Key GROUP BY Concepts & Interview Questions

  • The Golden Rule: Which columns from the SELECT list *must* appear in the GROUP BY clause? (Answer: Any non-aggregated column). Why?
  • What is the processing order of WHERE, GROUP BY, and HAVING?
  • Explain the difference between filtering with WHERE and filtering with HAVING in a query with GROUP BY.
  • How does GROUP BY treat NULL values in the grouping column(s)? (Answer: Usually forms a separate group for NULLs).
  • What happens when you group by multiple columns? What defines a unique group?

GROUP BY Fundamentals

Simple Grouping and Aggregation

Group rows based on a single column and apply an aggregate function.

-- Count the number of videos created by each user
SELECT
  user_id, -- Column we are grouping by
  COUNT(*) AS number_of_videos -- Aggregate function applied to each group
FROM Videos
GROUP BY user_id -- Group rows with the same user_id together
ORDER BY number_of_videos DESC;

This query collapses all rows for each distinct user_id into a single summary row, showing the user ID and the count of videos associated with that ID.

The "Golden Rule" of GROUP BY

Any column listed in the SELECT clause that is not enclosed in an aggregate function (COUNT, SUM, AVG, MIN, MAX, etc.) must be included in the GROUP BY clause.

-- This query is INVALID and will cause an error
SELECT
  user_id,
  title, -- ERROR: 'title' is not aggregated and not in GROUP BY
  COUNT(*) AS number_of_videos
FROM Videos
GROUP BY user_id;

The database doesn't know *which* title to display for a user_id group if that user has multiple videos.

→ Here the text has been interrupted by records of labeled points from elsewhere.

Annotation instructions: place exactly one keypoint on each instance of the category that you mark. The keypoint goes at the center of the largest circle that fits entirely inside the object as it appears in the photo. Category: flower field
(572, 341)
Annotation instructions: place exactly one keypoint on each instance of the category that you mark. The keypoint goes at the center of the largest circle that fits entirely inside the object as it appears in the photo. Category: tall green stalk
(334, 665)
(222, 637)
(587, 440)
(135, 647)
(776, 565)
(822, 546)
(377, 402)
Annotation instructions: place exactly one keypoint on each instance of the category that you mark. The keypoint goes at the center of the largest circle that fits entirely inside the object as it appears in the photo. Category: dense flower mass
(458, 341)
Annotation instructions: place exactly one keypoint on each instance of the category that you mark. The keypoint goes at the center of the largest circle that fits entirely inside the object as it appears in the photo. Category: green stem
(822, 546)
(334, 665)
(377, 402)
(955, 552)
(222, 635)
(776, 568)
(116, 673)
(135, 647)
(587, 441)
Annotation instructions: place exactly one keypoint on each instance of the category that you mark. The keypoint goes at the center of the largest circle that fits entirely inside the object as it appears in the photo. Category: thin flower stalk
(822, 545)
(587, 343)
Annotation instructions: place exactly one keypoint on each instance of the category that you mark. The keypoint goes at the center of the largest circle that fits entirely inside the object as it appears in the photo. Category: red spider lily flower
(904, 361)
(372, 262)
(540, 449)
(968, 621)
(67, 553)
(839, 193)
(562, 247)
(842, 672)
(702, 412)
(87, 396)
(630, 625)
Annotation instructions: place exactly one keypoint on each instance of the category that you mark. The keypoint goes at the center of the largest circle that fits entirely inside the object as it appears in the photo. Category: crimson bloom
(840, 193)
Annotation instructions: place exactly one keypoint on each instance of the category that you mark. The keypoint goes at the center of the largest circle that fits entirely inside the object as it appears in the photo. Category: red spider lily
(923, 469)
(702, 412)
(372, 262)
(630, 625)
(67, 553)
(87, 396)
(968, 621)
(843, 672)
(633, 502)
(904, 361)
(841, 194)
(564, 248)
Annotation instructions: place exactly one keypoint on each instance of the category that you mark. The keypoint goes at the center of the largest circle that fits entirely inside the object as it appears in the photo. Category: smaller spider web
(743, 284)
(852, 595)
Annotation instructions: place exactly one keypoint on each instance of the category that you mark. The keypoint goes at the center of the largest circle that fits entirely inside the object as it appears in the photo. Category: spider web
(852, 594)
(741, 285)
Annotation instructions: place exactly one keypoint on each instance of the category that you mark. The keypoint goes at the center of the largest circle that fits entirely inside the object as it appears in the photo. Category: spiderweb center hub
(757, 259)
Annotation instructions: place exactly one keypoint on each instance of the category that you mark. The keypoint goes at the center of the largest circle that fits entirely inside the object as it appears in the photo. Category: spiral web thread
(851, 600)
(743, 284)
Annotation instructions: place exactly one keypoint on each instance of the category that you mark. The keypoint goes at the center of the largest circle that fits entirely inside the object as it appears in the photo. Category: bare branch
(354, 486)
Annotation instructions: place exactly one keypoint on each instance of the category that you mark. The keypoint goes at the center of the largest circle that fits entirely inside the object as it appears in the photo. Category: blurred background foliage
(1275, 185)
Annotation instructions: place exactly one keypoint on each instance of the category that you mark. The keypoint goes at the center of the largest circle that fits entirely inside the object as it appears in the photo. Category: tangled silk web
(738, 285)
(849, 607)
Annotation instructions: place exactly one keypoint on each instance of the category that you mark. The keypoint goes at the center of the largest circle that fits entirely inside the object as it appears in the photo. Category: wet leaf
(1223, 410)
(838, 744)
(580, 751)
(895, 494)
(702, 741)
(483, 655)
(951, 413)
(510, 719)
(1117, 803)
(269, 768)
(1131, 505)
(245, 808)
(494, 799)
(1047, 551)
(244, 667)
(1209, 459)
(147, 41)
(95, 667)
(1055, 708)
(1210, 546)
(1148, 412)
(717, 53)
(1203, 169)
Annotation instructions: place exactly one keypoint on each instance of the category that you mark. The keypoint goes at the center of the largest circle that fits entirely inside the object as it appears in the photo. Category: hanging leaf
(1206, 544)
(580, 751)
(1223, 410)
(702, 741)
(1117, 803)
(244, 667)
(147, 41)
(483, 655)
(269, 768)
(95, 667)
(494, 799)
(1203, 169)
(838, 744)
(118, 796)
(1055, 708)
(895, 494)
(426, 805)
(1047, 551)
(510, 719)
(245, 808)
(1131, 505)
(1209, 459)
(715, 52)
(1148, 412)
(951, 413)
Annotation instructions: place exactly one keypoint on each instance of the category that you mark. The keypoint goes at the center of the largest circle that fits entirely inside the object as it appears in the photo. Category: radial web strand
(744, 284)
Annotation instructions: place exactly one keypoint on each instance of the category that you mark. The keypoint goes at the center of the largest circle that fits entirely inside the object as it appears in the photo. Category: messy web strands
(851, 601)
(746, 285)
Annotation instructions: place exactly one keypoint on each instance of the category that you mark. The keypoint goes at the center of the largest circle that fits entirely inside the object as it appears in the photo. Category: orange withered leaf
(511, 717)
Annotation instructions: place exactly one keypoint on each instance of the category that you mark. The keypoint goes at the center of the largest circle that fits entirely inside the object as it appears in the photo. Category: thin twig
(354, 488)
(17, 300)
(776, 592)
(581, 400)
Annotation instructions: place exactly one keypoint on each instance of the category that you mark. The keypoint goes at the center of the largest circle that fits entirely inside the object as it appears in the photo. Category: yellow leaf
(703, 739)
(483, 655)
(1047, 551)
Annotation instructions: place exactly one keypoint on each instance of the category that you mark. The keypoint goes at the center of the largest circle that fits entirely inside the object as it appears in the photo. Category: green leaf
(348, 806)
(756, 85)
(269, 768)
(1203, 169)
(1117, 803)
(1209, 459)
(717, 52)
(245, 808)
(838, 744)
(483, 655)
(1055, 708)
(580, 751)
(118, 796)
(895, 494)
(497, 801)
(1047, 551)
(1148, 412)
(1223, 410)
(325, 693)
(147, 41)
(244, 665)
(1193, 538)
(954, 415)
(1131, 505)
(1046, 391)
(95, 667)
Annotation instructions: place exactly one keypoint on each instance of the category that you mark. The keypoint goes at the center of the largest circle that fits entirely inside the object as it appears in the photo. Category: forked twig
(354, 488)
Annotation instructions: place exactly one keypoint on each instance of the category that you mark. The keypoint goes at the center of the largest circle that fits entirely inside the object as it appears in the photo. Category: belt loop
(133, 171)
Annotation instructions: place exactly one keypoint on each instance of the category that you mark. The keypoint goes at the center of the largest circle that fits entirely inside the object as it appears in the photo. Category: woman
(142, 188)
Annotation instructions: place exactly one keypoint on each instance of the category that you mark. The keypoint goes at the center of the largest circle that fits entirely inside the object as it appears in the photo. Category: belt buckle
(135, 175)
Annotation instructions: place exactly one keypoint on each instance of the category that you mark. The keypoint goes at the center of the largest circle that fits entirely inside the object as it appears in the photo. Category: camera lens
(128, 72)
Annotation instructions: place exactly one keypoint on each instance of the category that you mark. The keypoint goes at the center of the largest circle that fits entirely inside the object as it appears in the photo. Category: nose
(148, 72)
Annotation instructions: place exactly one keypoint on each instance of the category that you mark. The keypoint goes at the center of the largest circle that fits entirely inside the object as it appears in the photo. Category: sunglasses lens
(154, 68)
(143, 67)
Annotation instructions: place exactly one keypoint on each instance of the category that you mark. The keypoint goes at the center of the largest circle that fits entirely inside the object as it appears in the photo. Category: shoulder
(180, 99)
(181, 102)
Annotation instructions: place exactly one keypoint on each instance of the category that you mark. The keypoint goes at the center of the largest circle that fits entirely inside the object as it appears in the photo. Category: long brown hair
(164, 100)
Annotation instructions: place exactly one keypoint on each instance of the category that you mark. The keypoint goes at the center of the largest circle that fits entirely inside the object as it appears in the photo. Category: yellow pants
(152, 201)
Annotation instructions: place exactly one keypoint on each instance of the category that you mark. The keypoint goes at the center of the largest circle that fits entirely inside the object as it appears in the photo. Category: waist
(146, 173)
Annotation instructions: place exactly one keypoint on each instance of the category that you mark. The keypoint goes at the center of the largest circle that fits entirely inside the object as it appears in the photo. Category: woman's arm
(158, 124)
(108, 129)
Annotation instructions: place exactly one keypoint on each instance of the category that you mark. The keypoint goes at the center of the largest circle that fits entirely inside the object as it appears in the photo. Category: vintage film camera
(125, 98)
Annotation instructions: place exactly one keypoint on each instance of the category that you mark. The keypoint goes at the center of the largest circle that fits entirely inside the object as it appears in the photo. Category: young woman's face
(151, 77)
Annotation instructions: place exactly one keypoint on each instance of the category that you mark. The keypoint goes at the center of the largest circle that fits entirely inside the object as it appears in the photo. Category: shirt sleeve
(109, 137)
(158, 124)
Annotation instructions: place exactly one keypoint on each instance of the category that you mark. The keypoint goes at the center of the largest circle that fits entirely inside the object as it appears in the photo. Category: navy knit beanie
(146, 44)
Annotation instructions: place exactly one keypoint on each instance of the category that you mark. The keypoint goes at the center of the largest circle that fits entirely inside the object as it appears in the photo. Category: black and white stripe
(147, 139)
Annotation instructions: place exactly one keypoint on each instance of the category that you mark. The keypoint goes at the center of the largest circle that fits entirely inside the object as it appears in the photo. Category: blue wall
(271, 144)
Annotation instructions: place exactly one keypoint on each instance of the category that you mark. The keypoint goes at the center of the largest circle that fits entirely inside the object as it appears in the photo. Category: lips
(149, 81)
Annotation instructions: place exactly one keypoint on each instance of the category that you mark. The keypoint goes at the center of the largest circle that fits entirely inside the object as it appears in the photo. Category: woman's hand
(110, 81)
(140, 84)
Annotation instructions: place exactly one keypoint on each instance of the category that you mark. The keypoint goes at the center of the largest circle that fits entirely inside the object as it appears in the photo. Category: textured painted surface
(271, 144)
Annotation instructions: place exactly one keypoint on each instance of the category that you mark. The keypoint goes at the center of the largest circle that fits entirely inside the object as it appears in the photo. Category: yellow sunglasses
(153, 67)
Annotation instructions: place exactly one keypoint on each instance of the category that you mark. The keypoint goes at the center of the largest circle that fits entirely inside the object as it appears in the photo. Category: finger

To fix this, you either need to remove title from the SELECT list or apply an aggregate function to it (e.g., MAX(title), though that might not be meaningful).

Including Descriptive Columns

To show descriptive information alongside aggregated values, join tables and include the necessary columns in both SELECT and GROUP BY.

-- Count videos per user, showing username
SELECT
  u.user_id, -- Grouping column (often PK)
  u.username, -- Non-aggregated column, must be in GROUP BY
  COUNT(v.video_id) AS number_of_videos -- Aggregate function
FROM Users u
LEFT JOIN Videos v ON u.user_id = v.user_id
GROUP BY u.user_id, u.username -- Include all non-aggregated selected columns
ORDER BY number_of_videos DESC;

Because u.username is selected and not aggregated, it must be listed in the GROUP BY clause along with u.user_id (even if user_id functionally determines username, standard SQL requires listing all non-aggregated selected columns).

Grouping by Expressions

You can group by the result of an expression or function applied to a column.

-- Count users by the year they joined
SELECT
  STRFTIME('%Y', join_date) AS join_year, -- Extract year (syntax varies by DB)
  COUNT(*) AS users_joined
FROM Users
WHERE join_date IS NOT NULL
GROUP BY join_year -- Group by the derived year value
ORDER BY join_year;

Here, we group users based on the year extracted from their join_date.

Grouping by Multiple Columns

Grouping by more than one column creates groups based on the unique combination of values across all specified grouping columns.

Creating Finer-Grained Groups

Each unique combination of the grouping columns forms a distinct group.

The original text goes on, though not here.